Sesibuk-sibuknya kita, kita perlu mempunyai bisnis sendiri
sekecil-kecilnya. Tidak boleh tidak. Itulah sumber rezeki yang
sebenarnya. Kalau antum mau kaya sumbernya adalah dagang. Rezeki itu
datangnya dari 20 pintu, 19 pintu datangnya dari pedagang dan hanya 1
pintu untuk yang bekerja dengan keterampilan tangannya, yaitu para
professional. Misalnya akuntan itu kan professional, pekerja pintar,
tapi kalau sumber rezekinya satu makanya uangnya terbatas. DPR juga
begitu sumbernya satu, yakni gaji bulanan, itu hanya 5 tahun. Itu pun
kalau tidak di PAW sebelumnya.
Jadi kalau saya ketemu dengan ikhwah dari dewan, hari-hati jangan
sampai mengandalkan mata pencaharian dari situ. Selain itu potongan
dari DPP, DPW, DPD juga besar. Untuk ma’isyah sendiri kita harus cari
di sumber lain.
Waktu kita terjun ke bisnis, kita pasti gagal. Gagal pertama, gagal
kedua, gagal ketiga, gagal keempat tapi teruslah jangan pernah putus
asa. Saya punya partner bisnis. Dia mulai bisnis umur 16 tahun, semua
jenis pekerjaan sudah dia lakukan. Pada suatu waktu dia mempunyai 38
perusahaan tapi dari 38 perusahaan ini hanya 6 yang menghasilkan uang.

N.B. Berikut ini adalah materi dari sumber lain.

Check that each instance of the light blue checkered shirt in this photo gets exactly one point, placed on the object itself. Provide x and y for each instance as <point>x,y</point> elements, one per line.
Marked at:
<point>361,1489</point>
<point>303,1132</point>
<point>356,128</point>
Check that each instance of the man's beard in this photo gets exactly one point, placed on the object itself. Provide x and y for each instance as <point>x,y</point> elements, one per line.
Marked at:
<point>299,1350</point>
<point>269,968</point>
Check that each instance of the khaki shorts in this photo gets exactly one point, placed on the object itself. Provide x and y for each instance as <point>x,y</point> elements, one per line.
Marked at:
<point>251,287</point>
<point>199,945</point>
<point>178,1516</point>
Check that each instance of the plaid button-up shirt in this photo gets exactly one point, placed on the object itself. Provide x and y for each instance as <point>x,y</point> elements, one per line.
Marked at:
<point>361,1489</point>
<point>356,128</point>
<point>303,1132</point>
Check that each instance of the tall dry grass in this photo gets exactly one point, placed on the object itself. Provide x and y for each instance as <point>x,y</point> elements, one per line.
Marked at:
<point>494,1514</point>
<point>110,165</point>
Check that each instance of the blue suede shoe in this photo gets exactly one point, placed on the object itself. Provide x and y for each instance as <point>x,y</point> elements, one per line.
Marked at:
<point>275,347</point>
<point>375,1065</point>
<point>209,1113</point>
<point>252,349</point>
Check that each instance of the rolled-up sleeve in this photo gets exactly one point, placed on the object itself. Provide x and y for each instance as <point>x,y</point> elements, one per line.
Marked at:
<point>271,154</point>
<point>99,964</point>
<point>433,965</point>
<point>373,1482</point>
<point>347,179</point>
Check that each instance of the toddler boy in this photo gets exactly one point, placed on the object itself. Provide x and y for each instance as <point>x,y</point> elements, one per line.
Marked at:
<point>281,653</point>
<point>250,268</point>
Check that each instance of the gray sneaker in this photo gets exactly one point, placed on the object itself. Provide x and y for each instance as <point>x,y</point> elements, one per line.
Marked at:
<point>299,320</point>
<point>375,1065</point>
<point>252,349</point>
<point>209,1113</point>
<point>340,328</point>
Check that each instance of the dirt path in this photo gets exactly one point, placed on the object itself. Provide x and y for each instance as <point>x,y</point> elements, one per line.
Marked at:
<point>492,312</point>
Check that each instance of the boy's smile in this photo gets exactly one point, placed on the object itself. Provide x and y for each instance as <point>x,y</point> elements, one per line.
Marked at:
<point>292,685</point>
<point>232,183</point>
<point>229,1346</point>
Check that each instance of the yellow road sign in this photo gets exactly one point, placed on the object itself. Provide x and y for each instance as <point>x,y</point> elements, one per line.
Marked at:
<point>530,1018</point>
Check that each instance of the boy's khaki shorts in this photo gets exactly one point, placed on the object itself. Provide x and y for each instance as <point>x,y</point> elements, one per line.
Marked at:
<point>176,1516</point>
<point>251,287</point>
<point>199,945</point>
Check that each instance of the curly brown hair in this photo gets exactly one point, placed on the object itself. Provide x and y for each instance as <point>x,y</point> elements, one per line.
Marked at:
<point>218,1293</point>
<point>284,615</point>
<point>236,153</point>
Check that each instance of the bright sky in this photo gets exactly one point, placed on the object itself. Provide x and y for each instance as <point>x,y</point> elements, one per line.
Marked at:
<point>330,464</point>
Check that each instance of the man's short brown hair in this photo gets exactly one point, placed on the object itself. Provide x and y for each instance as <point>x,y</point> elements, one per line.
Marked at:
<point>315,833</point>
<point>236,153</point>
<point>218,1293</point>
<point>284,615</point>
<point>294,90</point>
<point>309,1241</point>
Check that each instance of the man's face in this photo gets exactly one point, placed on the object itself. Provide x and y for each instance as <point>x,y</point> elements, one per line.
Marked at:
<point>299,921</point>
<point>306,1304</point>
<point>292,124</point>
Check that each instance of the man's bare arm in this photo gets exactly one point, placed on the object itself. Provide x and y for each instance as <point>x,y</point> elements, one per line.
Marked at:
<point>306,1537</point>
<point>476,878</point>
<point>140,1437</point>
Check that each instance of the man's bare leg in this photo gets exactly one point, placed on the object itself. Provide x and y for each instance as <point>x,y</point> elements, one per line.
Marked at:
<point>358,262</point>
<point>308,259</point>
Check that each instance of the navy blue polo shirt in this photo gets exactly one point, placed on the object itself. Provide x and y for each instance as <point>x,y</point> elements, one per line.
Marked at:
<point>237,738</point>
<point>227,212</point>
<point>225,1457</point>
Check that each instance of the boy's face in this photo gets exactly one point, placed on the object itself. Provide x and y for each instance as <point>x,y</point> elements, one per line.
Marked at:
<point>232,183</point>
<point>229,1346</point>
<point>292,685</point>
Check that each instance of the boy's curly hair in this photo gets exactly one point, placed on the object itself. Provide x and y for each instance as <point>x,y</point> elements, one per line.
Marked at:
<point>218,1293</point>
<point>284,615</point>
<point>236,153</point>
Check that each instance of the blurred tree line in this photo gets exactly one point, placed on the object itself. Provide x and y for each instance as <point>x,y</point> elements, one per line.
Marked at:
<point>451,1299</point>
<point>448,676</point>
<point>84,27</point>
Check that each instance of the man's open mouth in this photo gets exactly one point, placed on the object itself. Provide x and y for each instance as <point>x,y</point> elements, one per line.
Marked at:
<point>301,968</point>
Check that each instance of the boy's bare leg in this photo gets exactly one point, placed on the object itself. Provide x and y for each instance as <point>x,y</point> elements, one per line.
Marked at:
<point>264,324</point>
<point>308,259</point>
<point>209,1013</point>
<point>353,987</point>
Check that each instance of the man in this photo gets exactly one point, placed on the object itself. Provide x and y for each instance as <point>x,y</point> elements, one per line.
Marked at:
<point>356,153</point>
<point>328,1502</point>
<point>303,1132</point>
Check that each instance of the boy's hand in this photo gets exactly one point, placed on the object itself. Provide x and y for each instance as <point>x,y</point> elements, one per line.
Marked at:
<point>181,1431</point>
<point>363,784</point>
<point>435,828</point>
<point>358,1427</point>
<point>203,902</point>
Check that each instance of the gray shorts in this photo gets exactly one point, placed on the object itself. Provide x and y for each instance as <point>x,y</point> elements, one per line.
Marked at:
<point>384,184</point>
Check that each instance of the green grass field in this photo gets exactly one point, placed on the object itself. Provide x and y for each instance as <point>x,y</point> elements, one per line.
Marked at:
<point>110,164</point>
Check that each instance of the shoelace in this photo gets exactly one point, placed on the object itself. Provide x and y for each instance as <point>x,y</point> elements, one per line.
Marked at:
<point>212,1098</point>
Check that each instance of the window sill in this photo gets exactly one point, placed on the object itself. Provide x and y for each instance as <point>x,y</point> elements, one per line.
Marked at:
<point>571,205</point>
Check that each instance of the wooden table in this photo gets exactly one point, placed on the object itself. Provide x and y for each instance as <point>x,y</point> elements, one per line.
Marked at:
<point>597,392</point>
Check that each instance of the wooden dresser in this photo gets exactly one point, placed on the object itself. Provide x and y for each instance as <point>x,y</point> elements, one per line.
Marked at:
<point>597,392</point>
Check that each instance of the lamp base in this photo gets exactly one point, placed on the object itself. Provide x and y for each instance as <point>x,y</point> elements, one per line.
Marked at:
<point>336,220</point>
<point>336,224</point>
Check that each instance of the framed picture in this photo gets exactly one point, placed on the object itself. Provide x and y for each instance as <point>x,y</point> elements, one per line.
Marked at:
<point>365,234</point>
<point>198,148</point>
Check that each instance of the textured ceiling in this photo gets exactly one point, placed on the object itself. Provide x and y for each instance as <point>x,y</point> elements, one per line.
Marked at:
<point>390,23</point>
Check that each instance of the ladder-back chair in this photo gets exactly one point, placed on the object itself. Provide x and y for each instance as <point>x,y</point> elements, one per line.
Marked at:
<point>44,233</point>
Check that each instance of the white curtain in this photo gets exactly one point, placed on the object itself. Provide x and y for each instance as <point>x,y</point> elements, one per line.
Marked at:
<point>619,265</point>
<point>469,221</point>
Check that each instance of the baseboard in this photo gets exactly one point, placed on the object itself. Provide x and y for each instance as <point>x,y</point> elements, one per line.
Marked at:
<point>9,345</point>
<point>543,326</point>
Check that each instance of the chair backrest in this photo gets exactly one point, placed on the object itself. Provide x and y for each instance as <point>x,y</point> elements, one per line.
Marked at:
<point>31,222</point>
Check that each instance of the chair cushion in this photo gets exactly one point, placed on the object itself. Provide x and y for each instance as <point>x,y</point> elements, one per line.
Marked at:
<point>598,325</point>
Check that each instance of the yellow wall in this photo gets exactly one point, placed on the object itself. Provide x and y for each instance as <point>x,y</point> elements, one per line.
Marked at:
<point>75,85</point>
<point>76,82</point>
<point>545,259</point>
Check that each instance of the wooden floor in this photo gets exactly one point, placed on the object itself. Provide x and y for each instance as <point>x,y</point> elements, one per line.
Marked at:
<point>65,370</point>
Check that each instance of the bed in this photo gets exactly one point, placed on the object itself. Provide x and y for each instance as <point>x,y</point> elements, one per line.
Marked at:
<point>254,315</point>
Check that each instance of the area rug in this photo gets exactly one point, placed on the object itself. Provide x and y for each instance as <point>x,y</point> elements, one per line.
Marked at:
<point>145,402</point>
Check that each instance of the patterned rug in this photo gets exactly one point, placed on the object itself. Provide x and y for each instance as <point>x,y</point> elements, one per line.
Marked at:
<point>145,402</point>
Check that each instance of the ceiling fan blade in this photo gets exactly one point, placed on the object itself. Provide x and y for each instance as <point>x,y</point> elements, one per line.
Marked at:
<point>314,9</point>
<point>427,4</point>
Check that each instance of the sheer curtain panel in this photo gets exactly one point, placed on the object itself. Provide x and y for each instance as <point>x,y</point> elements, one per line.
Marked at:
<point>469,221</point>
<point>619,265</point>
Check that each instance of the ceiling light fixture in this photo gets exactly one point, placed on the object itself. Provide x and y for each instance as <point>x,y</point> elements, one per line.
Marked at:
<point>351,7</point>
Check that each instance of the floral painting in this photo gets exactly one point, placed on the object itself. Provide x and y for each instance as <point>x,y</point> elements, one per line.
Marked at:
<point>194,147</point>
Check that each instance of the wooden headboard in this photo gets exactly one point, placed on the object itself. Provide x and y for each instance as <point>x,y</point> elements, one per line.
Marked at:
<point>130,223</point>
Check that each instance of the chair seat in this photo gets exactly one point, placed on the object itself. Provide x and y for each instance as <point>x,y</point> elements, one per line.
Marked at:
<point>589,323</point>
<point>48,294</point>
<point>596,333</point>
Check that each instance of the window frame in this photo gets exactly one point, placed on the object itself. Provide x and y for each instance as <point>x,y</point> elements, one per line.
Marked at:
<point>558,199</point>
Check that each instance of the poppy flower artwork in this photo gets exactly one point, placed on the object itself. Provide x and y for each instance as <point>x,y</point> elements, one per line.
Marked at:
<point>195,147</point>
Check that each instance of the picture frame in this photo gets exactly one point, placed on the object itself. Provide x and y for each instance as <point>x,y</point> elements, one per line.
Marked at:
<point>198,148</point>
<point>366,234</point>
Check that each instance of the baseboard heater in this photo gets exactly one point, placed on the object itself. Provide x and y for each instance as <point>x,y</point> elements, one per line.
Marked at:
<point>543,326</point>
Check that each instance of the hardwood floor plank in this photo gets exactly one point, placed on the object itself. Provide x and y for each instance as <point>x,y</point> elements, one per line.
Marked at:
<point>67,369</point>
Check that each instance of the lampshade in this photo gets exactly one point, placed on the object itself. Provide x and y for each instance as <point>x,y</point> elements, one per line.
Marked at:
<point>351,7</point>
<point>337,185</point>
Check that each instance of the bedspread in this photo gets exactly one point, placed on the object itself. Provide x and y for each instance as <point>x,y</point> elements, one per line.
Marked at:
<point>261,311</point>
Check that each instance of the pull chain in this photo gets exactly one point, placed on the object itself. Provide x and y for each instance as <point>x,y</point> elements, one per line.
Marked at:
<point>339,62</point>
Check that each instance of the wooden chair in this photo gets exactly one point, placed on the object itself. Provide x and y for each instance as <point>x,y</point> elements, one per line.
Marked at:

Kita lihat berapa ruginya. Jadi seringkali kita salah pandang terhadap
orang kaya. Kita pikir tangannya tangan dingin semua yang disentuh
jadi uang. Ternyata tidak juga. Jadi hal-hal seperti itu harus kita
hadapi secara wajar jangan shock kalau rugi.
Jangan berfikir dengan berdagang antum akan cepat jadi kaya. Yang
menentukan antum cepat berhasil dalam dagang itu adalah secepat apa
antum belajar. Cara belajar itu ada dua: baca buku atau sekolah atau
bergaul dengan orang-orang sukses. Nanti, kalau sudah baca buku sudah
bergaul dengan orang sukses, masih gagal juga. Teruslah berdagang.
Teruslah bergaul. Teruslah seperti itu karena setiap orang tidak tahu
kapan saatnya dia ketemu dengan momentum lompatannya.